If you’re going skiing or snowboarding, you know that a good level of fitness before the trip is crucial. What is also essential is how you look after yourself while you are on the trip and what you do when you come back.
“Having a great skiing holiday is all about being the right kind of fit before you go, it will increase your enjoyment and will help with endurance, strength and flexibility, all vital for successful skiing. If your muscles are strong, and you get your posture and balance right you’ll get more out of the experience and have more chance of avoiding injury”, says Laura.
When training for skiing, you want to make your exercise regime as “ski-specific” as possible. To get the most out of your time on the slopes it all comes down to strength and balance, specifically from your gluteal muscles, quadriceps and core.
There are lots of pre-ski exercises you can do to prevent problems. You should adjust your usual regime to get mountain ready because your normal training regime might not be appropriate, as doing hundreds of sit ups to improve your core or spinning for hours to improve leg strength will have little carry over to the mountain.
“It’s a good idea to see a physiotherapist for an assessment before you go.

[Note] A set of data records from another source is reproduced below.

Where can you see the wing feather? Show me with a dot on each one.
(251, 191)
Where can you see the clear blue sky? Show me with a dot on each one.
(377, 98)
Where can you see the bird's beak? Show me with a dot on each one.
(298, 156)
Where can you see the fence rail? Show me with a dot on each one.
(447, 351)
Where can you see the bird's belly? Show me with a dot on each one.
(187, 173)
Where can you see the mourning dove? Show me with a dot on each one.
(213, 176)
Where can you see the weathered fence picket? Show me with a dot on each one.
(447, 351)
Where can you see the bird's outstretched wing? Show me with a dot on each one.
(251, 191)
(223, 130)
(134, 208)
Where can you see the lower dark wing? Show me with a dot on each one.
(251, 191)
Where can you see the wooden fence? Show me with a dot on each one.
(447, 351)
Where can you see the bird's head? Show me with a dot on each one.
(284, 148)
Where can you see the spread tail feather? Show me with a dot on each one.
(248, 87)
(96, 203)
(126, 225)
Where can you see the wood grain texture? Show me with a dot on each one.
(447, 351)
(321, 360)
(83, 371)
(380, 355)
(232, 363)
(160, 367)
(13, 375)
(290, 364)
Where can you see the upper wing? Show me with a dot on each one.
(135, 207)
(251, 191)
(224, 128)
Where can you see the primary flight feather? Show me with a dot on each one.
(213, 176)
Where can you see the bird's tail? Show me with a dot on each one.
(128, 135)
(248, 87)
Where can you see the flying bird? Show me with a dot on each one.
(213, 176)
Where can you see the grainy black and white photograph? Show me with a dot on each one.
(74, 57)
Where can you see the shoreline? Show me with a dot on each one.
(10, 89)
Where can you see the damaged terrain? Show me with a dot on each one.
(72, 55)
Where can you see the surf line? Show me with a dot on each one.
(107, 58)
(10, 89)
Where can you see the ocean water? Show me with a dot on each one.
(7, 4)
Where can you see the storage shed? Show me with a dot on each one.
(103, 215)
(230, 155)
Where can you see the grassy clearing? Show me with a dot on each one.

If you have any niggles that always trouble you when you go skiing some expert advice and a few sessions of pre-ski physio might be just what you need. If you are an absolute beginner a physio will assess you and show you specific exercises to get you ready for the mountains”, comments Laura.
Make sure your pre-ski workout should include the following:
- Strength and conditioning exercises for the muscles around your hips, core and thighs. Strengthening should specifically focus on the gluteal muscles, quadriceps, core and your shoulder muscles. Beginners especially should build up their triceps before they go as travelling along the flat beginner slopes can be tiring on the arm muscles.
- Pilates is the ideal for getting fit before you go skiing, ask your Pilates instructor for specific exercises.
- Aerobic – HIIT – high intensity interval training to build up stamina.
- Posture and Balance – Squats on a Bosu ball whilst doing triceps extensions to mimic the poling action can be very effective in addition to holding a squat in your “ski posture” on the Bosu.
- A fun exercise, especially for beginners, to maintain “ski posture” is to squat on sliders, or put glossy magazines on a slippery floor and rotate and push the magazines in and out as you would on the slopes.
On and off-Piste
“Skiing is exercise, therefore it is important to keep hydrated and well fuelled. Always carry a bottle of water and a small snack such as nuts or a protein bar to maintain your energy levels. If you are going to ski in the afternoon I’d ideally stay off the hot wine at lunch-time, as tempting as it is”, says Laura.
- Pole position – Don’t bunch up your shoulders, relax and drop them below your ears to avoid neck pain and arms should be relaxed and slightly away for the body to aid balance.
- Boots – Wearing a fixed angle ski boot all day can cause tension to build up in the calf complex. Try to loosen your boot at lunchtime and flex your foot up and down to prevent this.
- Posture – Poor posture can put excess strain on your soft tissues leading to stiffness and pain. You should be slightly flexed at the spine, hips, knees and ankles whilst keeping a neutral spine, open chest and long neck. You should be looking straight ahead at eye level with the centre of mass inside your base of support, balanced over your whole foot.
“Poor posture can lead to accidents, so it is vital to get it right. Skiing with your weight on your heels will disrupt your balance and skiing with back extended and knees straight will reduce shock absorption, putting pressure on you knees which can increase your risk of injury.”
If you can, have a massage every day to prevent any DOMS(Delayed Onset Muscle Soreness). Yoga and stretching are also vital to aid recovery from a full day on the slopes. Start at the top of your body and work your way down. Beginners may find stretching the upper back useful as it tends to overwork whilst trying to maintain balance. Don’t’ over-do it, skiing is demanding and your body needs time to recover.
It is normal to come back from a winter sports trip with a few niggles but don’t neglect pain, especially if it doesn’t go away. It is always a good idea to have a sports massage and get a post ski check up with physio for any ailments.
“Skiing is one of the best holidays you can have, the exhilaration of skiing, all that fresh air, and the beauty of the mountains is hard to beat. Go in peak condition and you are less likely to get injured. Look after yourself whilst you are away, recover correctly when you are home and you’ll get the most out of one the most exciting and fun activities you can do,” says Laura.